The mode of action of glyphosate is an inhibition of the enzyme 5-enolpyroyl-shikimate-3-phosphate synthase (EPSPS) in the shikimate pathway that is restricted to plants and microbes, wherefore negative effects on animals and humans seemed impossible. As a result, the biosynthesis of essential aromatic amino acids (tryptophane, phenylalanine, and tyrosine) is disturbed as well as the biosynthesis of molecules that are derived from these amino acids such as phytoalexins, lignin, indoleacetic acid, tannins, anthocyanins, flavonoids, and many other compounds. As a consequence, treated plants desiccate within a short while. Not only the reduction of aromatic amino acids is responsible for this effect but also an increased carbon flow to the shikimate pathway, because of missing feedback inhibition and subsequent shortage of carbon for other pathways [1].
Once taken up by the plants via the leaf’s surface, glyphosate is quite mobile within the plant and reaches meristems, young roots and leaves, storage organs, and other growing tissue. According to Duke and Powles [1] the easy uptake, the excellent translocation to growing sites, nil or limited degradation in the plant, and a slow mode of action are the reasons for the excellent efficacy of glyphosate.
In the last couple of years, a controversial discussion came up. There is an increasing body of evidence that the chemical is negatively affecting biodiversity and wildlife, and it is under suspicion of provoking cancer in humans [3]. Due to the fact that glyphosate resistance has become a standard ingredient in genetically modified crops, gene flow of glyphosate resistance transgenes to non-transgenic crops has occurred.
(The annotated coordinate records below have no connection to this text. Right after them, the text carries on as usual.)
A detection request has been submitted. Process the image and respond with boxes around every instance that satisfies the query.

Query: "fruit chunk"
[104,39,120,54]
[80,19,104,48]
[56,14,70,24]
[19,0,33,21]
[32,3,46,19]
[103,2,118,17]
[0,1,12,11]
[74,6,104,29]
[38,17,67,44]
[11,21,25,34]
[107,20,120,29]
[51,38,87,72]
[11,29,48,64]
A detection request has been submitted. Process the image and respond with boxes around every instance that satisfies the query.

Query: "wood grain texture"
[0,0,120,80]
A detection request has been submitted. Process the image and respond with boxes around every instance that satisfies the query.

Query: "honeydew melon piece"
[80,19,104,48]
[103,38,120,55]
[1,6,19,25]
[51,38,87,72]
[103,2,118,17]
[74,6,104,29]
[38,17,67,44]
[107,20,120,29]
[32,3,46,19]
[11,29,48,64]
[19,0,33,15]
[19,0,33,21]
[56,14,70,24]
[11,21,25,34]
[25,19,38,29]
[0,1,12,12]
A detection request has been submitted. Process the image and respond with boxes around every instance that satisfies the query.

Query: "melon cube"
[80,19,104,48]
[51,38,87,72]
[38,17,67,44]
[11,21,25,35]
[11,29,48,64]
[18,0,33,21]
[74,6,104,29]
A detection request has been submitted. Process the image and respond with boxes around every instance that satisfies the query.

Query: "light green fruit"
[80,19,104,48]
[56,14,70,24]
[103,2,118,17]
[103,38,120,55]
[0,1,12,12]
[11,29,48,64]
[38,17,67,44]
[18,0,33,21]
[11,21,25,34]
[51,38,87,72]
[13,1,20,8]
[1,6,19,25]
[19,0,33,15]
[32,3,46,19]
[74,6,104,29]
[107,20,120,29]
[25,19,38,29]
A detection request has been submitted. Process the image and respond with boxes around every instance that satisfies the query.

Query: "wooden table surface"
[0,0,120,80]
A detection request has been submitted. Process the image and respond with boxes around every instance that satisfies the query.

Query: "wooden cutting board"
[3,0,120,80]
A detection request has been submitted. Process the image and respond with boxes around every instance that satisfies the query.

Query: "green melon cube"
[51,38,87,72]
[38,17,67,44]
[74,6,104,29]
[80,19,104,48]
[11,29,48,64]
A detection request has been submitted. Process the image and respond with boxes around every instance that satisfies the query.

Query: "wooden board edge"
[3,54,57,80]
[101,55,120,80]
As a result of the extensive use of glyphosate and the high selection pressure, naturally resistant weed crops have been developed in the last several years even if it took more than 20 years since glyphosate started being used [4,5]. Already, more than 20 weed species have developed glyphosate resistance [5]. Moreover, data indicate that degradation of glyphosate is much lower in the northern hemisphere and translocation of glyphosate to non-target plants and to water bodies cannot be excluded [3]. The toxic effects of glyphosate and its degradation products have been described in bacteria and fungi [6] as well as in invertebrates and vertebrates in terrestrial and aquatic ecosystems [7,8,9,10]. Aquatic systems are especially endangered because of the high solubility of glyphosate-based formulations, and the effects on several organisms are reviewed in Helander et al. [3].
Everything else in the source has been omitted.